Ich würde besser finden: _whimsical = seltsam  -- "Drollig" _ist irgendwie überinterpretiert und passt hier nicht sonderlich gut.

Woher nimmst du "mustergültig"? "Specimen" = Ausstellungsstücke ... kann man hier aber weglassen.



Schlabberlatz said:


> Die Keilschriftzeichen ähneln in ihrer Form Pfeilspitzen


So denkt er sich das wohl, ja. Ich würde daher auch "Keilschriftzeichen" übersetzen im ersten Satz.
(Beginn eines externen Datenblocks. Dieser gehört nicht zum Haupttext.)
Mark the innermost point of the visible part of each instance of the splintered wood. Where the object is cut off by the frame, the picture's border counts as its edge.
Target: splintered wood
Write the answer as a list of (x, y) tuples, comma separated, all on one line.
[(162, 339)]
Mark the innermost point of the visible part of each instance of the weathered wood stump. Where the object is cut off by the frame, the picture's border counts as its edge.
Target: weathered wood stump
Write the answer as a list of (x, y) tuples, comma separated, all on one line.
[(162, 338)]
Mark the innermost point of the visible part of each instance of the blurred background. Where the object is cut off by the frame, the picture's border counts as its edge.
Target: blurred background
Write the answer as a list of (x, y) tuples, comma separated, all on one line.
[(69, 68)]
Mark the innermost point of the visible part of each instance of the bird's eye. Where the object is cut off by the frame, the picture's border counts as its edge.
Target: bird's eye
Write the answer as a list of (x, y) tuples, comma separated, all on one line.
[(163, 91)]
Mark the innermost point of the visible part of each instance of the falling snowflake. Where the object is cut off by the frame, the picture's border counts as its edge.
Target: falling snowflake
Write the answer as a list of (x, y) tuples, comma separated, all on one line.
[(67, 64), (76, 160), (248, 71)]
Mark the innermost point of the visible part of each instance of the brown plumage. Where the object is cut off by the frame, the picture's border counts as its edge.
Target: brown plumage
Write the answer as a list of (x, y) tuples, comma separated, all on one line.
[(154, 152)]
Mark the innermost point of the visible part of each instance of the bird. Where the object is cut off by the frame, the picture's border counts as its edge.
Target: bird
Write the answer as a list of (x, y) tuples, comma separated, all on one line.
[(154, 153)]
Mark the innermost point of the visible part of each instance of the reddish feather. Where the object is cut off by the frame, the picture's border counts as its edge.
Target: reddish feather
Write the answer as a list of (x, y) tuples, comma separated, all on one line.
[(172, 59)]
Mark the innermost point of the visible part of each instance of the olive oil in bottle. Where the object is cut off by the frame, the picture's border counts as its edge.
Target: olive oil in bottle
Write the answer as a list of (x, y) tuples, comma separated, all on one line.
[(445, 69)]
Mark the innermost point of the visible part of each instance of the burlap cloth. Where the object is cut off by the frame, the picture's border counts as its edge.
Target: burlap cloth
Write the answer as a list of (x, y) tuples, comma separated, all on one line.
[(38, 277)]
Sonst fehlt doch der entscheidende Hinweis für den Leser.

_Vor nicht allzu vielen Jahren hat der gelehrte Witte noch erklärt, dass diese Keilschriftzeichen, säuberlich aufgereiht auf Alabasterplatten oder auf sorgfältig vorbehandelten Tontafeln – ähnlich wie Pfeilspitzen in einem Museum für antike Kriegskunst – keinerlei alphabetische Bedeutung hätten; dass es sich dabei vielmehr nur um wunderliche Verzierungen handele oder vielleicht gar um Kriechspuren von Würmern!_



Schlabberlatz said:


> Geht es doch um ein Kriegsministerium?


Diese Teil ist mir auch nicht klar. Erheblich mehr Sinn würde doch wohl ergeben, dass es ein Museum ist mit einer Abteilung für antike Kriegskunst. Denn selbst vergleichsweise alte Kriegsministerien stellen doch eher wenige Pfeilspitzen aus, oder? Na ja, in den USA vielleicht... wer weiß. Zumindest für europäische Leser ergäbe das Museum mehr Sinn...


----------



## Schlabberlatz

Danke sehr! 


Kajjo said:


> _whimsical = seltsam -- "Drollig" _ist irgendwie überinterpretiert und passt hier nicht sonderlich gut.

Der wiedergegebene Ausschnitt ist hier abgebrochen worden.